Following a study released this week by the U.S. International Trade Commission outlining the growing problem of piracy and intellectual property theft in China, several critics, including a number of U.S. Senators, have begun speaking out against the country's failure to adopt effective anti-counterfeiting regulations.
"China continually fails to protect and enforce American intellectual property rights and discriminates against American businesses," Senate Finance Committee Chairman Max Baucus said in a statement accompanying the ITC study. "Small steps and empty promises won't cut it when American jobs are on the line.
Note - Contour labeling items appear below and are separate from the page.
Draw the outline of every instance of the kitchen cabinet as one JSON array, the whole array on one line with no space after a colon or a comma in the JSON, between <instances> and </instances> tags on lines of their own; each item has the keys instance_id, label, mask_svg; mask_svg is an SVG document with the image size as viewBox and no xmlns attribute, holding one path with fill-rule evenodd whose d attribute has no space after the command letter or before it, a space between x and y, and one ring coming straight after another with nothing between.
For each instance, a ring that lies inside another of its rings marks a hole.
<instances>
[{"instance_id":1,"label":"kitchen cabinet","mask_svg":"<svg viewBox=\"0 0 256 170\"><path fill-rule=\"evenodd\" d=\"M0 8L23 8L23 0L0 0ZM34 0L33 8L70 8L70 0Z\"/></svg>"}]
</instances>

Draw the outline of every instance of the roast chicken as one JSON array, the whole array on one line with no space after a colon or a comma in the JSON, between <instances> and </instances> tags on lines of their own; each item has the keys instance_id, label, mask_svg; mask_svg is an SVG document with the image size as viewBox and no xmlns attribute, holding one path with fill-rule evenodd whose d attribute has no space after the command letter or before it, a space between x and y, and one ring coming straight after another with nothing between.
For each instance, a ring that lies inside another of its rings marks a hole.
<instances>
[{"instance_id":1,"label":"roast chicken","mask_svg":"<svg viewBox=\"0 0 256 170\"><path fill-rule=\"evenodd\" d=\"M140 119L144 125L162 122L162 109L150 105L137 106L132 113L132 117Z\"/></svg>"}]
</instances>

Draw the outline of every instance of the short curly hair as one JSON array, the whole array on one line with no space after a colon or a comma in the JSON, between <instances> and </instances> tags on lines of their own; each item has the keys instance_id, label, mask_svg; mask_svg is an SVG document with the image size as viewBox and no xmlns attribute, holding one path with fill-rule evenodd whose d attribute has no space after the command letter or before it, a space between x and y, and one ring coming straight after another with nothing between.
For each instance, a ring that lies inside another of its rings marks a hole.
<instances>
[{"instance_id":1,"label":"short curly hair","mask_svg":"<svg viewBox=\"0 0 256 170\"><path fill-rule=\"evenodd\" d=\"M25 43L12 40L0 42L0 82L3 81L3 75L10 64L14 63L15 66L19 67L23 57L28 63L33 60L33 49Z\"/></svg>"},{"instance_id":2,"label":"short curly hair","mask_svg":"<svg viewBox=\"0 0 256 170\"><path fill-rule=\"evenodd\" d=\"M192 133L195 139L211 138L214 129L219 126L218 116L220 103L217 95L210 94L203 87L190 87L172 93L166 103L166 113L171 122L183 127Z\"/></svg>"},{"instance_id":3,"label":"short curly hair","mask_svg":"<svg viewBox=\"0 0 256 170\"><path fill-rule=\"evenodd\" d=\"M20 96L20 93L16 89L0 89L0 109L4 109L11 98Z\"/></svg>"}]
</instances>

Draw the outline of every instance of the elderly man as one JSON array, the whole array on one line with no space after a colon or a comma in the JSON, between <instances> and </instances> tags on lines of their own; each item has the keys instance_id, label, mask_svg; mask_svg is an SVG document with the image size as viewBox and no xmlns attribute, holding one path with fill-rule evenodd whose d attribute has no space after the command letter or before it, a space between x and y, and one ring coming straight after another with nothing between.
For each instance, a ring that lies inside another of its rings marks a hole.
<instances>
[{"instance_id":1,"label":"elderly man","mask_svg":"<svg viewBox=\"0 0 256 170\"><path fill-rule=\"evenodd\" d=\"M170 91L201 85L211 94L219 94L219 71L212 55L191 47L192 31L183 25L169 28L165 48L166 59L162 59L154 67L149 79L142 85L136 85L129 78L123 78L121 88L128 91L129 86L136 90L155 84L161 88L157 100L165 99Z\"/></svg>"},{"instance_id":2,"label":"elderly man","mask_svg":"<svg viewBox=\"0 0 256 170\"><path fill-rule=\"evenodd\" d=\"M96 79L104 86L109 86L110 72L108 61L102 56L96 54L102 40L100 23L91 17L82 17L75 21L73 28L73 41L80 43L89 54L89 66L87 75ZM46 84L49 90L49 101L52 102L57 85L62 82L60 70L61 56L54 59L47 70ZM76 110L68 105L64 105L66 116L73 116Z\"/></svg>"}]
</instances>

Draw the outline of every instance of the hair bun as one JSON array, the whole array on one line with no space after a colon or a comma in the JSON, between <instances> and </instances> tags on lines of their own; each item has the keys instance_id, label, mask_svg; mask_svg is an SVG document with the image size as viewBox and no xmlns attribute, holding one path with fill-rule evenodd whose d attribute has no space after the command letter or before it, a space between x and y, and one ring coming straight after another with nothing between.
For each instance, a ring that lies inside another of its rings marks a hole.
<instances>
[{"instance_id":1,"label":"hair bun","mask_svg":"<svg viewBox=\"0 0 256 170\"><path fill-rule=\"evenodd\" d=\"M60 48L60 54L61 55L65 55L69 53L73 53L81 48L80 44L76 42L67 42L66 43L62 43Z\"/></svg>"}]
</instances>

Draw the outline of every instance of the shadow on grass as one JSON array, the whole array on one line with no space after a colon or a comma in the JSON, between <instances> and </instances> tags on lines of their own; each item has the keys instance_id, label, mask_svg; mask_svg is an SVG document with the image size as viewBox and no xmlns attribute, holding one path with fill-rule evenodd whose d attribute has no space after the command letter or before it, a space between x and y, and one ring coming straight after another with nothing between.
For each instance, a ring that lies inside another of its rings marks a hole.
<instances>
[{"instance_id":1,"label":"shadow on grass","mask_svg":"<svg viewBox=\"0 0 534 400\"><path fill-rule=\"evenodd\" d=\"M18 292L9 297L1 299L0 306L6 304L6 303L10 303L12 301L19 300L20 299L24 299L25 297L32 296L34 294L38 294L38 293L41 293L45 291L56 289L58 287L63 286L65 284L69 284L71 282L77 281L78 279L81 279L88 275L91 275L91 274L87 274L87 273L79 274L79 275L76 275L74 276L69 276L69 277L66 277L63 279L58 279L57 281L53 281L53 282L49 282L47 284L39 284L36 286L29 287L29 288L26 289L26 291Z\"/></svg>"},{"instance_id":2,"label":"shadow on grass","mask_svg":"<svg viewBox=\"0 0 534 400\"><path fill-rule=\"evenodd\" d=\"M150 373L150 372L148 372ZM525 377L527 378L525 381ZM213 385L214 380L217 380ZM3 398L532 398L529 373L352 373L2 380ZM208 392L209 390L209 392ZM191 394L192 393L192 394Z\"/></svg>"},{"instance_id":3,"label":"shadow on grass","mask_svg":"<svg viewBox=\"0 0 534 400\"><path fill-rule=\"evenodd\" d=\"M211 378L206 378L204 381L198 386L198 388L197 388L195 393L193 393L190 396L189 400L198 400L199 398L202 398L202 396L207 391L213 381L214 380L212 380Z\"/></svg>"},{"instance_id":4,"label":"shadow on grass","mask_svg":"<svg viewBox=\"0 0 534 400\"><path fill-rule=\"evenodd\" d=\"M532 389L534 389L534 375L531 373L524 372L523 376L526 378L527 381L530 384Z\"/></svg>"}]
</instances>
This week's U.S. China trade talks are the perfect opportunity for China to make serious commitments to address these issues."
Unauthorized copying and IP theft of everything from software to clothing has spread like wildfire through China, impeding market share for importers and limiting foreign business viability in the market, particularly as the country begins to transition into an innovation-based economy.
The rampant infringements have provoked a group of 32 U.S. senators to sign a letter to Vice Premier Wang Qishan calling for adjustments to the country's new innovation policy that unfairly promotes Chinese industry or "forces technology transfers in exchange for market access," according to the Business Standard.
Earlier this month, China announced it is considering a massive five-year $1.5 trillion investment in innovation across seven select industries in an effort to further propel the nation into an information-based market. However, some maintain that the announcement is mere talk, as such an investment equates to roughly 5 percent of the country's GDP.